Blendend hell zuckte ein Blitz auf und schlug am gegenüberliegenden Ufer ein; ohrenbetäubender Donner rollte über den Wald dahin. Die vier Forscher konnten gerade noch das Plastedach zusammenschieben, als auch schon ein ungeheurer Regenguß herniederprasselte. Eine Gewitterfront, wie das Raumschiff sie soeben erst durchflogen hatte, zog über der Bucht herauf und tauchte alles mit Augenblickes Schnelle in völlige Finsternis.

Das Schiff, das Ufer, der Himmel — alles entschwand den Blicken. Die Männer sahen weder das Wasser noch das Boot, sahen einander selber nicht mehr. Sie fühlten nur, wie ihr Boot unter der Last der stürzenden Wassermassen erbebte.

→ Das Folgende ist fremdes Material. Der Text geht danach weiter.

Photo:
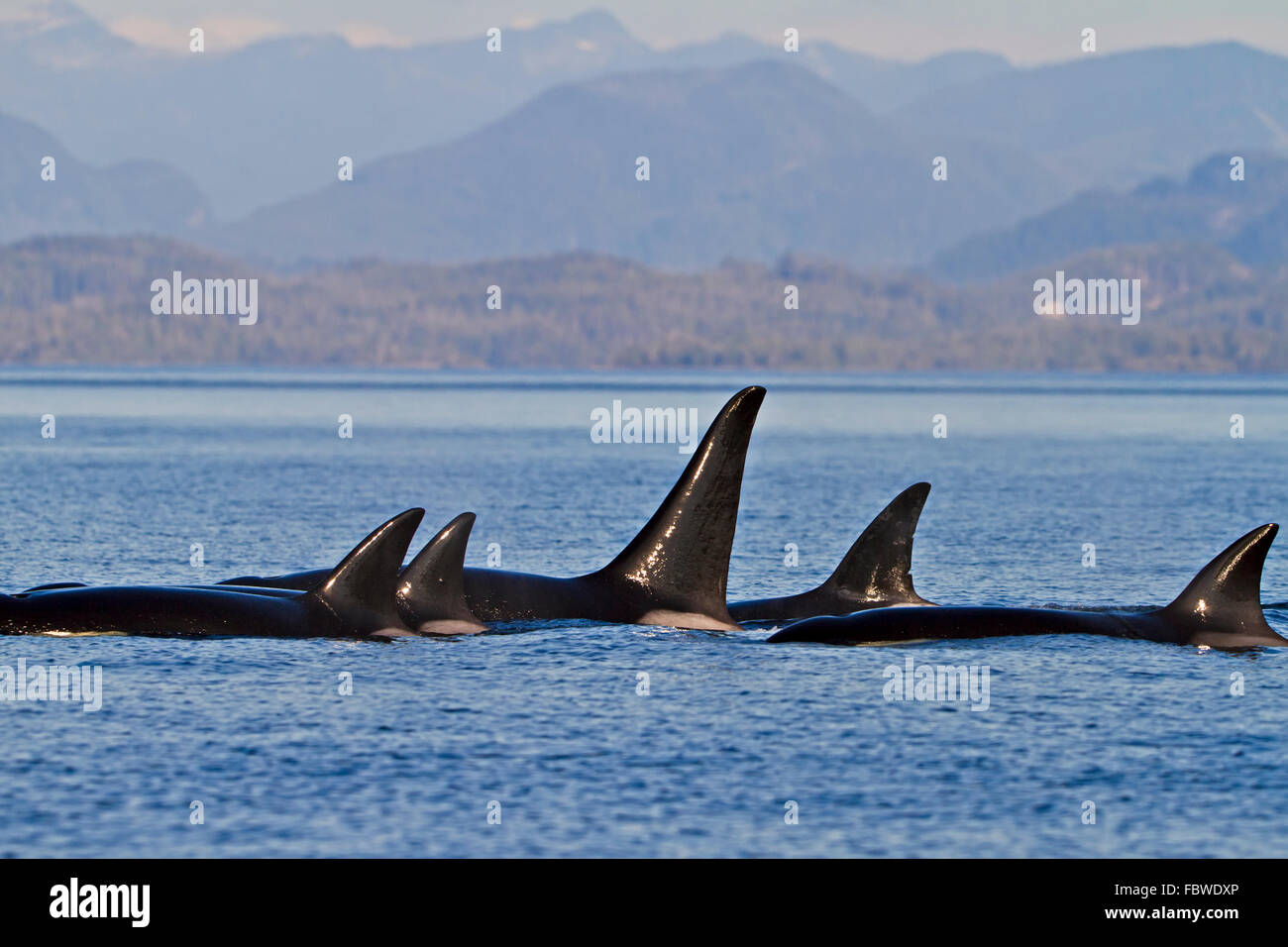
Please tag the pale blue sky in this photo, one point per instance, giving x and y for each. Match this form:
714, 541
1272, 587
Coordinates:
1022, 30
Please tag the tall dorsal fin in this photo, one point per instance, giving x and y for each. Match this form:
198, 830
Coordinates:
681, 558
879, 566
365, 582
1225, 595
432, 587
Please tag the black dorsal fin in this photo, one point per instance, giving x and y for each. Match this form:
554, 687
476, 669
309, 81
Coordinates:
679, 562
1225, 595
432, 587
879, 566
365, 582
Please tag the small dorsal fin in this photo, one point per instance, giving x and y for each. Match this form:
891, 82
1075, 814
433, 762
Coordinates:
1225, 595
366, 579
432, 587
879, 566
681, 560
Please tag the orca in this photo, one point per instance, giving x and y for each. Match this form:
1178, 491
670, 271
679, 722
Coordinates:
674, 573
429, 592
875, 574
357, 599
1220, 608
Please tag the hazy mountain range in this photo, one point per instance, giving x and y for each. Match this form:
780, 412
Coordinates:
519, 170
1248, 218
464, 155
268, 121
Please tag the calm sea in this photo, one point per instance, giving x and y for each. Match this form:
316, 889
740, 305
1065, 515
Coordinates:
738, 748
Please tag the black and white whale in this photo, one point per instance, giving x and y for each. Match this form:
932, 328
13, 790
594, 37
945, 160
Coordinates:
674, 573
1220, 608
875, 574
356, 599
429, 591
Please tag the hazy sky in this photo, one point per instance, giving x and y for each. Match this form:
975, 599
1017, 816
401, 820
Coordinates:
1021, 30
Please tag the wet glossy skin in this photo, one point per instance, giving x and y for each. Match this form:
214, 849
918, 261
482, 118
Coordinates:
675, 570
172, 611
1220, 608
954, 622
876, 573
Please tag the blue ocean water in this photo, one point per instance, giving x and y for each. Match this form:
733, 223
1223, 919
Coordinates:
546, 725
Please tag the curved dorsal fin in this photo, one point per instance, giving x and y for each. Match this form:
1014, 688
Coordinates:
366, 579
432, 587
1225, 595
879, 566
682, 554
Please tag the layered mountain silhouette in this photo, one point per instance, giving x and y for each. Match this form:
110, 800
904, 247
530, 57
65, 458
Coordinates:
1248, 217
1121, 119
269, 120
129, 197
747, 161
463, 155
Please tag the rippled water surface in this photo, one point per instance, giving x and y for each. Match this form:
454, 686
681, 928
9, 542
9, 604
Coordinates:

Falls das Plastedach dem Ansturm des Wassers nicht standhielt, mußte das Boot augenblicklich untergehen.

Fast gleichzeitig flammten die Scheinwerfer an den Helmen Belopolskis und Balandins auf. Ihr Licht fiel auf gurgelnden, weißen Schaum rings um das Boot und auf die Sturzbäche des Wolkenbruches, der ununterscheidbar mit einem ungestümen Wasserfall verschmolz, der sich dicht neben ihnen von der Höhe des Ufers in die Bucht ergoß.